The world will not flock to the church because of our consistency and integrity. If that were the case, there would be no church or Christians in perpetuity. The church can be scandal free and morally consistent and there is still no biblical evidence that integrity and consistency will result in mass conversions. Integrity matters for its own sake, not as a measure of credibility or acceptability. The world, Jesus said, is going to hate us. If the popularity of our message ever catches on, it likely means we’ve done the one thing the world truly wants and craves: for us to forfeit the doctrine that distinguishes us from an unbelieving zeitgeist that never liked us to begin with.

It’s easy to use the church’s scandals to pounce and confirm the worst suspicions that the world has about the church.

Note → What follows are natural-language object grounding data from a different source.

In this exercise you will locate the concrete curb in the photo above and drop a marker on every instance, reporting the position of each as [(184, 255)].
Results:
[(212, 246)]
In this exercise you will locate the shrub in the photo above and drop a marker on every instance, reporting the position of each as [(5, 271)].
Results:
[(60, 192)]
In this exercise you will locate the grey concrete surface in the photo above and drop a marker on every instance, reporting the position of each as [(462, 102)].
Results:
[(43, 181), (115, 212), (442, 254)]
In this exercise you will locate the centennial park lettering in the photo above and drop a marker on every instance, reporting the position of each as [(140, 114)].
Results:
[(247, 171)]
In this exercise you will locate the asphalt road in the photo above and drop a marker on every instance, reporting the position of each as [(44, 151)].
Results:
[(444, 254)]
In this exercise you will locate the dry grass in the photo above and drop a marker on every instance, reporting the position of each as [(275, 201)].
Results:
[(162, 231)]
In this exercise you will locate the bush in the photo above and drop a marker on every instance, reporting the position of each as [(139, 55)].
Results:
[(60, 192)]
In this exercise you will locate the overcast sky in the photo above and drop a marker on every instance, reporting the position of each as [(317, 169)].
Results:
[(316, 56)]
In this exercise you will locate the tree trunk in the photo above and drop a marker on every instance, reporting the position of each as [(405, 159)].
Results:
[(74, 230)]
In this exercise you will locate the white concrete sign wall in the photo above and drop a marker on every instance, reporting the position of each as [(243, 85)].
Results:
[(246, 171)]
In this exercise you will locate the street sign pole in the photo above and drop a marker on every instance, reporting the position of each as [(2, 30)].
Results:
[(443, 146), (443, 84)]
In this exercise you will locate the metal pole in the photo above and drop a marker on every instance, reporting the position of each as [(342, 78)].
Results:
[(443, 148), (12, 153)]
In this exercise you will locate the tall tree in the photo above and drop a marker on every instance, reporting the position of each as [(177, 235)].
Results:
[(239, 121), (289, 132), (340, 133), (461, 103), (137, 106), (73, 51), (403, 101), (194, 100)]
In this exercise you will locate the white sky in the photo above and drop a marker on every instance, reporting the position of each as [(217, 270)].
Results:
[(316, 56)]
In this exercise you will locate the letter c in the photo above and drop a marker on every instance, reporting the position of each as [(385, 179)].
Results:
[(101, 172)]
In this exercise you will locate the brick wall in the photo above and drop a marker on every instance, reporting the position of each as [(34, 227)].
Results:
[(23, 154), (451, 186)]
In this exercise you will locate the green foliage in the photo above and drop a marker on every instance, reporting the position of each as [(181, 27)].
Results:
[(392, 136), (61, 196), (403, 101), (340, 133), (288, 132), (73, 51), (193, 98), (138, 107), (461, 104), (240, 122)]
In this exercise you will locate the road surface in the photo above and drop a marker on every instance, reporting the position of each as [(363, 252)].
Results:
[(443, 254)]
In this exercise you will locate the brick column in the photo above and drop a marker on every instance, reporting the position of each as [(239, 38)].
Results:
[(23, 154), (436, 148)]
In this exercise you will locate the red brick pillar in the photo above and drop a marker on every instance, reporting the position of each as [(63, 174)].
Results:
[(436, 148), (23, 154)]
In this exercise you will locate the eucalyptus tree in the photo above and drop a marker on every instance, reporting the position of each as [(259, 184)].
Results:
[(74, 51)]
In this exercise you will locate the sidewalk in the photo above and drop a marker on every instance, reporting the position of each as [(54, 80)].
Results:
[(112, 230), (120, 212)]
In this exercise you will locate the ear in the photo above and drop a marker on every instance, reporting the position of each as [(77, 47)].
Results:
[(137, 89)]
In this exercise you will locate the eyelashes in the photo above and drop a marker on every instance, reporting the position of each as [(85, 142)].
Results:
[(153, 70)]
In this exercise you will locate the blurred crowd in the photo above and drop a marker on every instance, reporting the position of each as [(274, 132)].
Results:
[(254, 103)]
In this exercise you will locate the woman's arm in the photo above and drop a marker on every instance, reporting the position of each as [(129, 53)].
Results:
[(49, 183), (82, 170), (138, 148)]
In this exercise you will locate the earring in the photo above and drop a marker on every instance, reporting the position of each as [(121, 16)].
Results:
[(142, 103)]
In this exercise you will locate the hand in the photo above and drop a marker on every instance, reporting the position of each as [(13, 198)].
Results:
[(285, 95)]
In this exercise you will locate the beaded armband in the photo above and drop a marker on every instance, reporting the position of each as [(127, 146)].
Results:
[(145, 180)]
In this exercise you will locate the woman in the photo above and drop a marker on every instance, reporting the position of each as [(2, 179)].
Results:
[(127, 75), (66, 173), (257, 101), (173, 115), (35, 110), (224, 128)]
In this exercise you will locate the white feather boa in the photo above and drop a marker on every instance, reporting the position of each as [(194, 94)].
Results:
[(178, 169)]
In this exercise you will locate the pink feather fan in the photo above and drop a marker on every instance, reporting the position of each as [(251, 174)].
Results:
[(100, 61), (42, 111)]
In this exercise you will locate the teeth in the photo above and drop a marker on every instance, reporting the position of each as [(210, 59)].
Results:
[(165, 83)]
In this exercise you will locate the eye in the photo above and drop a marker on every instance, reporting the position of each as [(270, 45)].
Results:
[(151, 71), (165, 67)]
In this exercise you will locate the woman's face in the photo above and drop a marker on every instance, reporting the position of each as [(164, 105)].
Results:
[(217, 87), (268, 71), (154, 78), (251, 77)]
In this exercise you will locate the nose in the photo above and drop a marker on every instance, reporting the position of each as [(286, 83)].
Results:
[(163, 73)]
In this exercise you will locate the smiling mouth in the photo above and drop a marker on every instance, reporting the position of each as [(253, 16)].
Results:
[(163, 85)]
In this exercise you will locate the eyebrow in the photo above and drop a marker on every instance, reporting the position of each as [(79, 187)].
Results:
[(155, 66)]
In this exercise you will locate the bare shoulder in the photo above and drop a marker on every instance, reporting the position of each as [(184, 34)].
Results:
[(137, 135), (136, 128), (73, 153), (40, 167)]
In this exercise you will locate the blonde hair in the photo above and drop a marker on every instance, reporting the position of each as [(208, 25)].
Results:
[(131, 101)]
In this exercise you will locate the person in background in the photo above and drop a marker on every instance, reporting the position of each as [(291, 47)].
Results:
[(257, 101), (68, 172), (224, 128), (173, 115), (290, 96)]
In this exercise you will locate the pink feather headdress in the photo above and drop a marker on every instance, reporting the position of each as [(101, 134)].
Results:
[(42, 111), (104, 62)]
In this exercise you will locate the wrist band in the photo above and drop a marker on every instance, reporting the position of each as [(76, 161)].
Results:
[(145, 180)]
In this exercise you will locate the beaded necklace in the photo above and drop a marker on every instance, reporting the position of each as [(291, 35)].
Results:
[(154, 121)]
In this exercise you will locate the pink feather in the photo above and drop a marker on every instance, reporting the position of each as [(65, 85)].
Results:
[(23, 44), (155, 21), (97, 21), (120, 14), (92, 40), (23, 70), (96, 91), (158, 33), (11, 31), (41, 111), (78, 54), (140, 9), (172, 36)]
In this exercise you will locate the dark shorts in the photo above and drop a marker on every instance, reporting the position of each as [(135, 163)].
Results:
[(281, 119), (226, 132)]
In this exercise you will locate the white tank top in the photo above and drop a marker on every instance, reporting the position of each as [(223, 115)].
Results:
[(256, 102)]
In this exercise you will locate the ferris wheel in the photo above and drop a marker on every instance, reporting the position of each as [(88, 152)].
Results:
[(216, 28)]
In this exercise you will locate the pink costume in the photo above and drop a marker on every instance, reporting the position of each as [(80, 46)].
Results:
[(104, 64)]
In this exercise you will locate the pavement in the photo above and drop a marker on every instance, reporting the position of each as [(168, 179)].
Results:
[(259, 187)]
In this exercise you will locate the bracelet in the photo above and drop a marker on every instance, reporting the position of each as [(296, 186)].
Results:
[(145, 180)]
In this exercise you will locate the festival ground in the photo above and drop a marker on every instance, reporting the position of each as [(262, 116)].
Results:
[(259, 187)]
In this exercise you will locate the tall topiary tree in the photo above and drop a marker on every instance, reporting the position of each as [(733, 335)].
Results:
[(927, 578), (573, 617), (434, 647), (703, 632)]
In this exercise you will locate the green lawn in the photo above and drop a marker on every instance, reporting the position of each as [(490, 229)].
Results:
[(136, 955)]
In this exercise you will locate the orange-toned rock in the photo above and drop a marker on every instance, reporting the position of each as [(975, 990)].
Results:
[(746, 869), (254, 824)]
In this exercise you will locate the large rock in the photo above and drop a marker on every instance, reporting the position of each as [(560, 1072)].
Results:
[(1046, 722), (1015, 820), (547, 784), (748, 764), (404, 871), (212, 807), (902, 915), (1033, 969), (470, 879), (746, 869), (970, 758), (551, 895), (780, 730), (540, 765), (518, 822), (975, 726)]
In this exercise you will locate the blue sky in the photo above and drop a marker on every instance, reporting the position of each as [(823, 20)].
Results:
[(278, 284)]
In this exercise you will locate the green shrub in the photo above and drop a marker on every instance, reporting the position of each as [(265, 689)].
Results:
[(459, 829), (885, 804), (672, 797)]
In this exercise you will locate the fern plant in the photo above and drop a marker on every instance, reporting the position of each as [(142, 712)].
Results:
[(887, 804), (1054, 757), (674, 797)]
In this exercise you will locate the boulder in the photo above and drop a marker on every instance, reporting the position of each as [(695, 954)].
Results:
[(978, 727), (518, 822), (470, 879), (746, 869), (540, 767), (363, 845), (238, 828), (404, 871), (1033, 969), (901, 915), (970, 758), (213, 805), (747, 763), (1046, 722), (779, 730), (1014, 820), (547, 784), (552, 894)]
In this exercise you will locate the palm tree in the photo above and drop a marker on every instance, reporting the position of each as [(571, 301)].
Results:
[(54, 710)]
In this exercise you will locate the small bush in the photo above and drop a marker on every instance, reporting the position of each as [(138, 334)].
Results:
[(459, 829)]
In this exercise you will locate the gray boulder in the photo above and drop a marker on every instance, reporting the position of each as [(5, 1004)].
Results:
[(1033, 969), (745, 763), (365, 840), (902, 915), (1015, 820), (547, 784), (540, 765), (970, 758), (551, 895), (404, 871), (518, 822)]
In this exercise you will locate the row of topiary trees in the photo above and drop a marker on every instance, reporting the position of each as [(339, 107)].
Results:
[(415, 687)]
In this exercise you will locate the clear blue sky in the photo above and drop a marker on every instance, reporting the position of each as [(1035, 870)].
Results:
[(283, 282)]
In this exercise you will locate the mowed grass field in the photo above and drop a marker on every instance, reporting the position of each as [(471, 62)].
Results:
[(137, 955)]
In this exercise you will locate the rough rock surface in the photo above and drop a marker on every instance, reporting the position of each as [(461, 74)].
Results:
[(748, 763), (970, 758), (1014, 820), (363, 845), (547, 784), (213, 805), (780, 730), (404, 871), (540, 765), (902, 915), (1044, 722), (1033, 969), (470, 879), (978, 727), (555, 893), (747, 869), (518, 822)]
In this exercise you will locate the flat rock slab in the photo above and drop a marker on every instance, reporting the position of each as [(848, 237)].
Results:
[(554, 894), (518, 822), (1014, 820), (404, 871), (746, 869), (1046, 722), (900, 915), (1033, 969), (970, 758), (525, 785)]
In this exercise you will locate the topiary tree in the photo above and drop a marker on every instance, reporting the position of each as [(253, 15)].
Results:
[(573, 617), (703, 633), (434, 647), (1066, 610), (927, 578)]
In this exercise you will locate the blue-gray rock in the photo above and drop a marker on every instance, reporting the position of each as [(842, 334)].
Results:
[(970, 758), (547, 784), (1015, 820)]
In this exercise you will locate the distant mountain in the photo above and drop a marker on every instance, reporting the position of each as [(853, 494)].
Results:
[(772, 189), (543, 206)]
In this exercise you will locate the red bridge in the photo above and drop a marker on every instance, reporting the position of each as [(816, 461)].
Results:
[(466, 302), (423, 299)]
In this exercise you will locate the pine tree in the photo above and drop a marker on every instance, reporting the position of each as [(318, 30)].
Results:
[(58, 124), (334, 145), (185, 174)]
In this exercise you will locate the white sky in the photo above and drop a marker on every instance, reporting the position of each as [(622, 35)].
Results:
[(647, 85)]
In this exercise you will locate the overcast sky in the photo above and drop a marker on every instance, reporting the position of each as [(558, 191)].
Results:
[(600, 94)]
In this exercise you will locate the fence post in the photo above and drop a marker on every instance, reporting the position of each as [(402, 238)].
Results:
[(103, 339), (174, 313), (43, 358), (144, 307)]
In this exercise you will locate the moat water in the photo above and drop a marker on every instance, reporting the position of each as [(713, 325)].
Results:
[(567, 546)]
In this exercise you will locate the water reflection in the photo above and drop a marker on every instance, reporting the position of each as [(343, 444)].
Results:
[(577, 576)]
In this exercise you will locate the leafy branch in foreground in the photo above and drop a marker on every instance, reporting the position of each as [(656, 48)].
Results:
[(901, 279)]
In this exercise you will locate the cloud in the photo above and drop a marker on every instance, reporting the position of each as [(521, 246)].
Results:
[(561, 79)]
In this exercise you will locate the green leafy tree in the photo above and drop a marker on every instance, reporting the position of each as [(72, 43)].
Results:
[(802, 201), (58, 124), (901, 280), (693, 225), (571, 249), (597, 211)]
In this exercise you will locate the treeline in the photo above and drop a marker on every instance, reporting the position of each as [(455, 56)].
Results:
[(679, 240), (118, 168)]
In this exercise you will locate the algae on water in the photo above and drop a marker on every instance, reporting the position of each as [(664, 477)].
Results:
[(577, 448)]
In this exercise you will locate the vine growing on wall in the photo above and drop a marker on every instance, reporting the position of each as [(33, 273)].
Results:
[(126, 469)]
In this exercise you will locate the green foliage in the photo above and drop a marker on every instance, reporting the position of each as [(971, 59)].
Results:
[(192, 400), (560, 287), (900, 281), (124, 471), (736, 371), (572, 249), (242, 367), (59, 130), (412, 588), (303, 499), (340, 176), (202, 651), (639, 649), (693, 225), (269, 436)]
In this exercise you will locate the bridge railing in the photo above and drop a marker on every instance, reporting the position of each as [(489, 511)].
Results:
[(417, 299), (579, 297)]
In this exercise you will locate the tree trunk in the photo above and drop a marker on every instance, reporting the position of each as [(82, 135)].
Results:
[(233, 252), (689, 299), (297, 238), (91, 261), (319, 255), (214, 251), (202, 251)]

It’s easy to reduce Christianity down to the scandals of celebrity Christianity, and at times, it is certainly understandable. But it does not sum up the body of Christ, globally or in America. The hard task is to understand that the church is not reducible to its scandals or its charlatans who monetize, abuse, and flaunt, but is measured in the small acts of faithfulness that go unnoticed but honored (Matt. 6:16-18).

The scandal of our repentance and sorrow should exceed the justified outrage provoked by Christian scandal. There, the world will not see the credibility of the church, but the graciousness of its Savior.

Christ alone is the ground of our salvation, but we cannot use this as an excuse to tolerate fraudulent forms of Christianity. But to say anything less about the total Christ is to reduce the gospel’s advance down to the works of the church, which is an invidious legalism of a performative sort that will always leave the church in a state of failure. The church of Jesus Christ will always refract the attractiveness of Christ imperfectly, which is why you should never look to any of us for your source of confidence in the credibility of the gospel, but to Christ, and to Christ alone. The Greeks, we’re told in John 12:21, went looking for Jesus. In searching for him, they had to look past Phillip. “Sir, we wish to see Jesus,” they said. When the world looks for Jesus, let them see us, but then let us point them onward.

Andrew T. Walker is a fellow at the Ethics and Public Policy Center.